Menurut Jayadi, dari hasil penangkapan yang dilakukan jajaran Korps Bhayangkara terhadap anggota dewan di beberapa daerah, ada dugaan kuat mereka menggunakan dana haram itu untuk berkompetisi tahun depan. Mereka hendak menjadi wakil rakyat dengan cara yang amat sesat.
Sayangnya Jayadi tidak membeberkan secara rinci siapa saja anggota legislatif yang ditangkap itu, dari partai apa, di daerah mana, apa pula perannya dalam peredaran narkoba. Dia hanya menegaskan, pihaknya mengimbau seluruh jajaran untuk melakukan antisipasi dalam rapat kerja teknis yang dihadiri para direktur reserse narkoba seluruh Indonesia di Bali, kemarin hingga hari ini.
Meski masih indikasi, apa yang dilontarkan Kombes Jayadi jelas bukan perkara main-main. Menggunakan uang hasil perdagangan narkoba demi menjadi anggota dewan adalah seburuk-buruknya cara untuk berkuasa. Sama buruknya dengan mengandalkan uang hasil korupsi, hasil pencucian uang, dan hasil kejahatan-kejahatan lainnya.
Wakil rakyat harus berintegritas, punya moral yang baik, juga apik dalam perilaku dan perbuatan. Memperdagangkan narkoba adalah tindakan yang buruk, sangat buruk, juga tak bermoral.

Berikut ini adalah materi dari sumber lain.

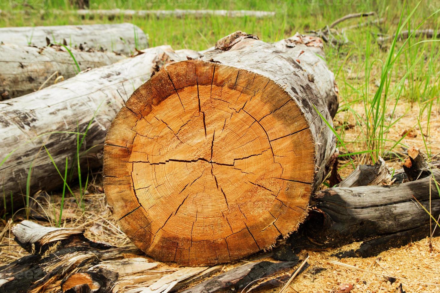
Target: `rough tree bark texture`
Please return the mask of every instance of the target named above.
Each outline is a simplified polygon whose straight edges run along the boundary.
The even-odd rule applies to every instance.
[[[80,70],[109,65],[125,58],[111,52],[70,50]],[[42,86],[48,87],[53,84],[58,76],[67,79],[78,73],[75,61],[62,46],[37,48],[3,44],[0,45],[0,100],[22,96]],[[55,72],[58,74],[54,75]]]
[[[72,47],[84,47],[126,55],[135,51],[137,40],[138,49],[148,47],[148,39],[142,29],[131,23],[24,26],[0,28],[0,42],[20,46],[43,47],[51,42],[62,43],[65,40]]]
[[[370,169],[374,173],[381,168],[378,164]],[[82,229],[43,227],[25,221],[12,232],[31,255],[0,267],[0,292],[166,293],[185,288],[185,293],[240,291],[257,284],[254,281],[294,266],[299,249],[324,249],[363,240],[359,249],[337,255],[368,257],[426,237],[429,233],[428,215],[410,198],[414,195],[427,208],[430,186],[433,194],[436,191],[433,185],[425,177],[391,186],[336,188],[318,192],[313,198],[315,205],[309,219],[290,236],[287,245],[252,256],[240,262],[243,264],[214,277],[223,265],[177,268],[150,260],[133,246],[116,248],[90,241]],[[439,201],[438,197],[432,200],[435,217],[440,213]],[[274,262],[271,256],[288,261]],[[285,282],[290,277],[279,279]],[[246,292],[279,284],[269,280],[246,287]]]
[[[297,230],[335,148],[318,114],[331,123],[337,105],[321,46],[238,32],[135,91],[109,129],[104,174],[136,246],[162,261],[212,264]]]
[[[62,182],[42,148],[43,145],[60,169],[63,169],[66,157],[72,163],[76,152],[76,135],[52,132],[84,133],[92,120],[81,151],[94,147],[81,158],[87,159],[91,166],[102,166],[107,129],[130,95],[148,80],[152,72],[167,62],[186,59],[185,54],[176,53],[169,46],[144,52],[40,90],[0,102],[0,159],[5,160],[0,161],[0,189],[6,195],[12,193],[16,210],[23,205],[20,195],[26,193],[31,166],[31,192],[40,189],[49,191]],[[83,166],[87,166],[87,164]],[[6,196],[7,209],[10,208],[10,197]]]

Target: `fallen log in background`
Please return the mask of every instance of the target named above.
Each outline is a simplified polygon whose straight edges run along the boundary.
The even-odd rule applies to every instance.
[[[134,52],[136,47],[148,47],[145,33],[131,23],[0,28],[0,42],[5,44],[41,47],[47,45],[46,38],[54,43],[65,40],[70,47],[82,44],[125,55]]]
[[[168,10],[132,10],[130,9],[78,9],[68,11],[58,10],[56,13],[68,14],[73,13],[79,15],[93,17],[95,15],[106,16],[112,18],[117,16],[139,16],[154,17],[161,18],[167,16],[182,18],[186,15],[192,15],[195,17],[202,17],[205,15],[215,15],[227,17],[242,17],[249,16],[256,18],[262,18],[274,16],[275,12],[268,11],[254,10],[213,10],[210,9],[173,9]]]
[[[78,72],[75,62],[82,71],[109,65],[125,58],[111,52],[69,50],[74,60],[62,46],[38,48],[0,44],[0,100],[22,96],[53,84],[59,76],[64,79],[74,76]]]
[[[130,95],[150,78],[152,72],[165,63],[186,59],[186,51],[176,53],[169,46],[144,52],[40,90],[0,102],[0,159],[3,160],[0,161],[0,184],[5,194],[12,193],[16,210],[24,205],[22,195],[26,194],[30,168],[31,192],[49,191],[62,185],[62,179],[43,145],[63,170],[66,157],[71,164],[77,163],[72,161],[77,145],[77,135],[72,133],[84,134],[87,129],[80,152],[88,151],[81,154],[81,166],[87,169],[87,161],[91,166],[101,166],[107,128]],[[12,197],[6,197],[7,210],[10,210]]]
[[[333,74],[315,54],[322,45],[237,32],[135,91],[106,136],[104,185],[136,246],[204,265],[297,228],[335,146],[318,114],[331,123],[337,107]]]

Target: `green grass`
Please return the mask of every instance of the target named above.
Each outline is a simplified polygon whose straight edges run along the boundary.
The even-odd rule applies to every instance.
[[[169,44],[176,50],[201,50],[212,46],[219,39],[236,30],[255,34],[265,41],[272,42],[290,36],[297,32],[305,33],[322,28],[349,13],[375,11],[378,17],[385,19],[380,26],[371,25],[348,29],[343,33],[348,40],[348,43],[340,48],[328,44],[324,47],[326,59],[335,73],[339,90],[340,108],[332,129],[338,138],[338,147],[342,153],[341,156],[346,160],[341,168],[352,168],[359,163],[374,163],[379,156],[389,152],[398,152],[400,147],[408,146],[403,142],[404,136],[396,138],[392,134],[396,126],[407,119],[407,113],[414,107],[418,109],[418,115],[412,127],[418,132],[419,141],[422,144],[418,146],[423,147],[424,151],[429,156],[434,155],[432,153],[432,131],[430,122],[438,119],[433,117],[432,113],[438,111],[440,107],[439,40],[428,40],[424,36],[412,36],[401,40],[396,37],[381,47],[377,43],[376,38],[381,34],[392,35],[405,29],[420,28],[438,30],[440,29],[440,18],[438,13],[433,14],[440,7],[436,7],[435,3],[430,2],[418,2],[414,0],[348,2],[322,0],[150,2],[132,0],[119,1],[121,6],[116,7],[111,1],[91,0],[91,9],[246,9],[276,12],[275,17],[259,19],[210,15],[201,18],[187,16],[181,18],[165,17],[159,19],[136,16],[125,18],[119,16],[111,20],[99,18],[98,16],[82,19],[73,14],[62,15],[53,12],[53,9],[75,9],[68,0],[37,1],[33,9],[21,4],[11,7],[8,2],[0,7],[4,11],[0,17],[0,26],[130,22],[149,35],[151,47]],[[29,1],[27,3],[30,4]],[[279,4],[277,5],[277,3]],[[22,9],[26,9],[27,13],[20,12]],[[366,20],[365,18],[351,20],[336,27],[341,32],[341,28]],[[134,29],[133,33],[137,47],[139,36]],[[74,44],[70,44],[71,47],[72,45]],[[79,65],[71,52],[69,52],[79,71]],[[352,128],[355,131],[346,129],[350,124],[354,125]],[[330,123],[328,125],[331,127]],[[66,158],[66,166],[63,174],[44,147],[48,159],[52,160],[59,175],[60,182],[63,183],[63,201],[65,195],[67,195],[66,194],[70,194],[75,197],[78,206],[83,210],[83,198],[89,184],[89,173],[87,176],[81,174],[81,169],[84,169],[81,166],[83,161],[80,158],[86,152],[83,149],[89,126],[90,123],[82,133],[79,131],[70,133],[77,136],[76,153],[73,158]],[[0,167],[11,154],[0,162]],[[68,166],[68,162],[70,166]],[[68,171],[66,170],[68,167]],[[29,177],[31,170],[31,165]],[[70,186],[73,186],[74,177],[79,179],[75,182],[79,186],[79,190],[76,189],[76,192]],[[28,189],[27,200],[32,194],[32,191]],[[7,195],[4,192],[4,202]],[[61,225],[62,214],[62,208],[57,223],[59,226]]]

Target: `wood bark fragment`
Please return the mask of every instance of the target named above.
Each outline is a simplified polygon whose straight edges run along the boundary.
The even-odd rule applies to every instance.
[[[425,155],[414,146],[408,149],[408,157],[403,164],[403,170],[410,181],[429,176],[432,171]]]
[[[70,47],[102,48],[125,55],[136,47],[148,47],[145,34],[131,23],[0,28],[0,42],[5,44],[42,47],[47,45],[46,38],[54,43],[64,40]]]
[[[134,246],[114,247],[90,241],[82,229],[45,227],[24,221],[12,231],[17,242],[31,254],[0,267],[2,293],[166,293],[191,287],[222,268],[178,268],[152,261]],[[248,262],[184,291],[240,289],[297,262]]]
[[[240,292],[253,281],[289,269],[297,262],[257,261],[242,265],[207,280],[182,293],[204,293],[220,290]]]
[[[331,121],[337,107],[322,44],[236,32],[136,90],[104,159],[109,205],[135,244],[161,261],[205,265],[297,228],[335,147],[319,116]]]
[[[69,50],[74,60],[61,46],[38,48],[0,45],[0,94],[3,99],[22,96],[47,87],[59,76],[65,80],[74,76],[78,73],[75,61],[81,71],[112,64],[125,58],[113,52]]]
[[[88,129],[80,150],[81,165],[86,169],[88,164],[91,167],[101,166],[107,129],[136,87],[164,64],[186,59],[185,54],[176,54],[169,46],[144,51],[34,93],[0,102],[0,160],[4,160],[0,161],[0,184],[5,194],[12,193],[15,210],[24,204],[22,195],[26,193],[30,166],[30,190],[50,191],[62,186],[62,180],[58,177],[45,149],[42,149],[43,145],[61,170],[66,157],[71,164],[75,157],[75,134],[84,133]],[[60,171],[64,174],[63,170]],[[10,196],[6,197],[6,205],[7,210],[10,210]],[[3,209],[2,205],[2,213]]]
[[[379,159],[373,165],[360,165],[350,175],[345,178],[337,187],[355,187],[367,185],[390,185],[392,172],[383,159]]]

Daya rusak yang diakibatkan bagi bangsa sungguh luar biasa. Bagaimana mungkin perusak rakyat kita biarkan menjadi wakil rakyat?
Biaya untuk menjadi anggota legislatif di negeri ini memang mahal. Caleg mesti menguras tabungan dalam-dalam untuk membayar biaya saksi, biaya sosialisasi, dan biaya-biaya lainnya. Belum lagi jika mesti memberikan mahar kepada partai politik yang menaunginya.
Hasil riset salah satu lembaga riset menyebutkan, untuk Pemilu 2019, caleg DPR RI harus menyediakan dana minimal Rp1 miliar-Rp2 miliar, DPRD provinsi Rp500 juta-Rp1 miliar, dan DPRD kabupaten/kota Rp300 juta. Itu minimal, sedangkan realitasnya bisa berlipat-lipat.
Dalam situasi yang tak ideal itu, caleg memang harus berduit. Namun, bukan berarti kita boleh toleran terhadap penggunaan segala cara. Apalagi jika cara-cara itu berupa kejahatan, terlebih extraordinary crime semacam perdagangan gelap narkoba.
Kepada Polri, kita meminta agar indikasi penggunaan uang hasil peredaran narkoba untuk kontestasi Pemilu 2024 dibongkar. Ungkapkan kepada publik siapa saja anggota legislatif yang ditangkap karena terlibat dalam perdagangan barang laknat itu. Beberkan para penjahat yang tak tahu diri untuk menjadi wakil rakyat itu. Jangan ada yang ditutup-tutupi, jangan biarkan rakyat bertanya-tanya, pastikan semuanya terang benderang.
Amat mustahil mereka yang lolos ke gedung dewan dengan cara kotor bisa memberikan hasil kerja yang bersih. Wakil rakyat hanya buat orang-orang terhormat, bukan untuk para penjahat.